Cairn, Drumacoo, Co. Galway
Co. Galway |
Cairns
On a gentle south-east-facing slope near the old monastic complex at Drumacoo in County Galway, a low mound of grassed-over stones sits in a state of quiet neglect.
The cairn is roughly subcircular, measuring around 13.5 metres north-west to south-east and 12.5 metres north to south, and rises to less than two metres at its highest point. Its southern half has been partly obscured by field-clearance rubble dumped there at some point, the casual disposal of agricultural tidying gradually merging with whatever the mound once was. A curving drystone wall wraps around it from the south-west to the west, suggesting someone, at some time, felt it worth at least partially enclosing.

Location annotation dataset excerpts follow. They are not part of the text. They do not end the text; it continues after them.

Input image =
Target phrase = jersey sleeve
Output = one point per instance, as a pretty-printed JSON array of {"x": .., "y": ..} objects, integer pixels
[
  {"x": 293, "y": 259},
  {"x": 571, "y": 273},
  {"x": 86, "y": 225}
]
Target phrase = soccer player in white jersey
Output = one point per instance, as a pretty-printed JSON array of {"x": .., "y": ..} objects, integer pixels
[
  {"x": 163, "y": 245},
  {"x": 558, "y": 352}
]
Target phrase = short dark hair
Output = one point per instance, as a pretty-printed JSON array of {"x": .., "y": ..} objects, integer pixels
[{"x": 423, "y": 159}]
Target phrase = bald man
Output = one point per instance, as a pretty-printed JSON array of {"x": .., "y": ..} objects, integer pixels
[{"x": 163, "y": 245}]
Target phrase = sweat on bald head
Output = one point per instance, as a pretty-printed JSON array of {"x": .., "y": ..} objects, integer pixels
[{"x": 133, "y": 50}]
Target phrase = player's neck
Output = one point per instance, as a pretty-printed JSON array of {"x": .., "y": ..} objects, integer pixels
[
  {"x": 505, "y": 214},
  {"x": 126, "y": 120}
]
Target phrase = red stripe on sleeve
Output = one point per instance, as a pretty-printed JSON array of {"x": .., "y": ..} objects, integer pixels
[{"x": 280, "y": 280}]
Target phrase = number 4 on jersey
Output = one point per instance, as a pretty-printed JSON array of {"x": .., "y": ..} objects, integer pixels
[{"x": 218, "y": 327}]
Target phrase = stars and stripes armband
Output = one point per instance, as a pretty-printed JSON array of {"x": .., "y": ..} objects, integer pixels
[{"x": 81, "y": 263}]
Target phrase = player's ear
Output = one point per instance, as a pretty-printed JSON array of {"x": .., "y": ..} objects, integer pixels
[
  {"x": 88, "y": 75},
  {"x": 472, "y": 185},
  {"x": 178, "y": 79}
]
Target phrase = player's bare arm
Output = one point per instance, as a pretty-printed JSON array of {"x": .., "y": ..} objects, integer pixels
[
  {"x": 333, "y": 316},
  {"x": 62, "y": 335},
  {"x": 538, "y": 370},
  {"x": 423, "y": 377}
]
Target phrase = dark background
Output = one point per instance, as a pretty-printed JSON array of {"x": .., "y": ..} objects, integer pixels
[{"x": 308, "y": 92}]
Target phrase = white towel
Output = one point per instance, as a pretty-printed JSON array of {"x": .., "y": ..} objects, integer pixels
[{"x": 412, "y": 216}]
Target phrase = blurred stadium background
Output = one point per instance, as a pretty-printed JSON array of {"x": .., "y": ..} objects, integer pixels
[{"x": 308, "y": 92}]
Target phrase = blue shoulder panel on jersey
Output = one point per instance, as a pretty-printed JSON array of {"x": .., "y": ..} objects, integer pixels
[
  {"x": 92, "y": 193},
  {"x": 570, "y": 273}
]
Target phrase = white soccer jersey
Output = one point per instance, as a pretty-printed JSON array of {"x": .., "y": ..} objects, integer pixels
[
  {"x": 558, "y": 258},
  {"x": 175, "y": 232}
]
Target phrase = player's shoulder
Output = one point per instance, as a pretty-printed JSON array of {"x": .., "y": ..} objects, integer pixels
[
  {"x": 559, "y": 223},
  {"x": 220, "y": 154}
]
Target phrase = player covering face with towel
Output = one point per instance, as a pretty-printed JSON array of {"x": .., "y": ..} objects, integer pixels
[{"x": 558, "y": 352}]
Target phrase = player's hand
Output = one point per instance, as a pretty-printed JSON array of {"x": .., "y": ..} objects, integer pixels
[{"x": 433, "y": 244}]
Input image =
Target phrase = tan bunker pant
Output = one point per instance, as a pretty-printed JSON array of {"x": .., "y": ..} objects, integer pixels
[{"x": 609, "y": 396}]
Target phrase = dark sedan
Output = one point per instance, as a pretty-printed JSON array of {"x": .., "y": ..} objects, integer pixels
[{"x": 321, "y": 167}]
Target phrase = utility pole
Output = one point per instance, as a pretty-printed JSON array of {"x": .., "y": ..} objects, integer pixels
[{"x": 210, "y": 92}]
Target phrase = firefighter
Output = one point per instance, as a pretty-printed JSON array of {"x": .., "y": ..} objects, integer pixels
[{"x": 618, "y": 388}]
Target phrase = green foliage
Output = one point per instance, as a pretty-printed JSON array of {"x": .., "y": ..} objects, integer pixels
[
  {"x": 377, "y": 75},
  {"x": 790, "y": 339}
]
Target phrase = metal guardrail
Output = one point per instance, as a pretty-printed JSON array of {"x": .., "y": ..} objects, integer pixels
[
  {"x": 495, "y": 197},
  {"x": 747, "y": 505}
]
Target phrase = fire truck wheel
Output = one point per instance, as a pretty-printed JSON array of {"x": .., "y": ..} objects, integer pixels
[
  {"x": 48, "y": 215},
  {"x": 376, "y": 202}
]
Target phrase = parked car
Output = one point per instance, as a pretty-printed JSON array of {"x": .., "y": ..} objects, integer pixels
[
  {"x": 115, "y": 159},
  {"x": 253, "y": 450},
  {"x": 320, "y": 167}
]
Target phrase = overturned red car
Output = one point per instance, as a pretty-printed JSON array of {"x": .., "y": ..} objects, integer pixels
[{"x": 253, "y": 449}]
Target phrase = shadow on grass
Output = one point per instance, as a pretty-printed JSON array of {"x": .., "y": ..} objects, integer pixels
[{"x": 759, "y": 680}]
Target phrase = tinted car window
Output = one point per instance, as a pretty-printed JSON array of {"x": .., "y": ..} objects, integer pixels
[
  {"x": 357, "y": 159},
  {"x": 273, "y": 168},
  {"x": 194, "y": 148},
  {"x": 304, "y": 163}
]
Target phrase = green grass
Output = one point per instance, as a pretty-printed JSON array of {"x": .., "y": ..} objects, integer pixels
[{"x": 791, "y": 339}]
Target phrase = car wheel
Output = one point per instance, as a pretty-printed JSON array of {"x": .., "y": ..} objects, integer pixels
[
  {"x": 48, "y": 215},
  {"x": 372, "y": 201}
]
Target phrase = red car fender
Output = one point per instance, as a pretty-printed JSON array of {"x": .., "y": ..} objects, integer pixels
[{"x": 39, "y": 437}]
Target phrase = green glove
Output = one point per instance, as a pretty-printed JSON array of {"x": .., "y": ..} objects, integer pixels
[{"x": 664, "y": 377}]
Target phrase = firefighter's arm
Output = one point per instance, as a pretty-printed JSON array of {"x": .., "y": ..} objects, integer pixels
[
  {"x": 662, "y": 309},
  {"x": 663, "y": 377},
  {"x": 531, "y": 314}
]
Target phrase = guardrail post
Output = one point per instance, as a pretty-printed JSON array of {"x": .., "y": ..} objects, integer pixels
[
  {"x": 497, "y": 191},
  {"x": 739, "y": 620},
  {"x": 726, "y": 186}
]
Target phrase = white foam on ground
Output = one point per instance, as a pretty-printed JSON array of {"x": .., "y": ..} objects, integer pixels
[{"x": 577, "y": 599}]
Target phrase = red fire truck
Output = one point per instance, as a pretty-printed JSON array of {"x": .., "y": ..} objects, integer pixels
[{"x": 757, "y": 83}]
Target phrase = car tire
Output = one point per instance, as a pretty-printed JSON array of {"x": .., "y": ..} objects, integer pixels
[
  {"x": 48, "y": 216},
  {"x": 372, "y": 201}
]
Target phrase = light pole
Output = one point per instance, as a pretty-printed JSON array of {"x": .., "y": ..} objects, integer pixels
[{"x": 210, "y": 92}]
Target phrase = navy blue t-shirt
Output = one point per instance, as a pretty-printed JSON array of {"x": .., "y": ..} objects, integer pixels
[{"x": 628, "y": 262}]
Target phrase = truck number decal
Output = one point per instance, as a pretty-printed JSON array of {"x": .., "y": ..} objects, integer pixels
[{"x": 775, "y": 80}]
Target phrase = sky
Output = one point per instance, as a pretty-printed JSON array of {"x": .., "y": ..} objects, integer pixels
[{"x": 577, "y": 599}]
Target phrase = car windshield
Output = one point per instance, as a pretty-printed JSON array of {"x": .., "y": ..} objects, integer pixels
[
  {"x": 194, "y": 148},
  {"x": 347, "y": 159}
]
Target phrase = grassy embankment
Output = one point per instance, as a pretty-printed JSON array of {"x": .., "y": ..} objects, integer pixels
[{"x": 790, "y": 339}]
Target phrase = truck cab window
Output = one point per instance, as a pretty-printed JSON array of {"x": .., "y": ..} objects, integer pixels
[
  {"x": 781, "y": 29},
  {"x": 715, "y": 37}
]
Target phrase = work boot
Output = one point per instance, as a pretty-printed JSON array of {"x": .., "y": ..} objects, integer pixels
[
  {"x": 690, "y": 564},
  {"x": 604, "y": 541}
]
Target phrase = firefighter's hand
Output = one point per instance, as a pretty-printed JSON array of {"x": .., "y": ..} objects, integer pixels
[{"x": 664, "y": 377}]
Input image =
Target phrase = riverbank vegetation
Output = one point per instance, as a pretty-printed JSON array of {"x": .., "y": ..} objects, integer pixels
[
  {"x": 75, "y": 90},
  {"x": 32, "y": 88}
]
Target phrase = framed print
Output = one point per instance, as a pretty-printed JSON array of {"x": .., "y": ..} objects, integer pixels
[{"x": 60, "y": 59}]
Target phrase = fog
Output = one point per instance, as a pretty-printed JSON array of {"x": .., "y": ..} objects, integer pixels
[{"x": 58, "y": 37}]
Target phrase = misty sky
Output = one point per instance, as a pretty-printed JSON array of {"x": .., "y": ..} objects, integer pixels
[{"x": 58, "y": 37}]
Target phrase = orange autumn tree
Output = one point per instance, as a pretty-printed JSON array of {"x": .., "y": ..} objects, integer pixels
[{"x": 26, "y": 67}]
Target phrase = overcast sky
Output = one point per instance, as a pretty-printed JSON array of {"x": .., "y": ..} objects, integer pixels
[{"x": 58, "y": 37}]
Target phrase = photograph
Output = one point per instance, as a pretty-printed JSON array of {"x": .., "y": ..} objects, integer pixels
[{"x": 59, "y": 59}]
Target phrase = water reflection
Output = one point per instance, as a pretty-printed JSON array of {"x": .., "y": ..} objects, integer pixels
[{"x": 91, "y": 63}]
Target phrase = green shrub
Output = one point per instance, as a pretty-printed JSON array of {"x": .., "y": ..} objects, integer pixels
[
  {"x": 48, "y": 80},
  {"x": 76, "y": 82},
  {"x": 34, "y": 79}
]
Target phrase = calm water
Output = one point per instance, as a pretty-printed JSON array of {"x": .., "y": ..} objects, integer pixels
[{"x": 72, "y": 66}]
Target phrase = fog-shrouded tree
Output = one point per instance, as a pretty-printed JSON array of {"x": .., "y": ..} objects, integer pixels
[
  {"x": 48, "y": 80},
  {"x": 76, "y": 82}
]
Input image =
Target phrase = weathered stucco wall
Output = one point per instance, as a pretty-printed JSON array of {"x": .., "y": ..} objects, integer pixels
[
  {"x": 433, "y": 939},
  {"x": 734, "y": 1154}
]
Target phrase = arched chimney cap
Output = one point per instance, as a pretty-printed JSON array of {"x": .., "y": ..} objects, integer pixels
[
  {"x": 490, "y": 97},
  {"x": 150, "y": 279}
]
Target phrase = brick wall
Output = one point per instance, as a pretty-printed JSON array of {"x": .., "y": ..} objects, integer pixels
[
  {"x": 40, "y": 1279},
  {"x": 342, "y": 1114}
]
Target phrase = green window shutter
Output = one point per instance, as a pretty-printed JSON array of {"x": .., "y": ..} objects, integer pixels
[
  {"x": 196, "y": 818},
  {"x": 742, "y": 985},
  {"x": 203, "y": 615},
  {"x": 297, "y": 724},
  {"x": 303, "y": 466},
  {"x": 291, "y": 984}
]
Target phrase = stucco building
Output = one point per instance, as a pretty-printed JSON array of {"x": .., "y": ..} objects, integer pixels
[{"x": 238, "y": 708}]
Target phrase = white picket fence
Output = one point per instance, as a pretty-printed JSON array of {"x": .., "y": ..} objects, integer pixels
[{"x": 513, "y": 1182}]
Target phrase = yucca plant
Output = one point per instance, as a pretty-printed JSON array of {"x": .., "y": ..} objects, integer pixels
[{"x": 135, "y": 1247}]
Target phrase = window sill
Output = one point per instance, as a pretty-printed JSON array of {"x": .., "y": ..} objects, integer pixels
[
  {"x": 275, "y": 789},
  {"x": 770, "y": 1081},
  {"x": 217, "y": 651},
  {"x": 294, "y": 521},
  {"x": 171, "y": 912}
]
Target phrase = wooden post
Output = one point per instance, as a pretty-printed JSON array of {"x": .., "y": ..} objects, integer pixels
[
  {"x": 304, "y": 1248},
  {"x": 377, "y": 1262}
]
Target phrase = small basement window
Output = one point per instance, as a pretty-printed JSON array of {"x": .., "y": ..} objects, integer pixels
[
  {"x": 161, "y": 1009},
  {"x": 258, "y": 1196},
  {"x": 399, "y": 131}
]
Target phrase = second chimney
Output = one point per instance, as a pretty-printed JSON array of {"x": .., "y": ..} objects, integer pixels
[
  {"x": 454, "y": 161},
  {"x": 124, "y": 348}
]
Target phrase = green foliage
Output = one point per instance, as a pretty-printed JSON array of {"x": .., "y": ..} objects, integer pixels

The cairn sits about 165 metres to the east-south-east of the church at the Drumacoo monastic complex, which places it within the broader orbit of an early ecclesiastical landscape. Near its north-western edge, a cross-base and fragments of a shaft survive, along with what may be a leacht, a low commemorative cairn or platform of stones associated with early Irish Christian devotional practice, sometimes marking a burial or serving as a focus for prayer. These elements together suggest the mound is not simply a field clearance feature but something older, layered into a site that accumulated religious and funerary significance over centuries. Precisely when the cairn was raised, and for whom, is not recorded.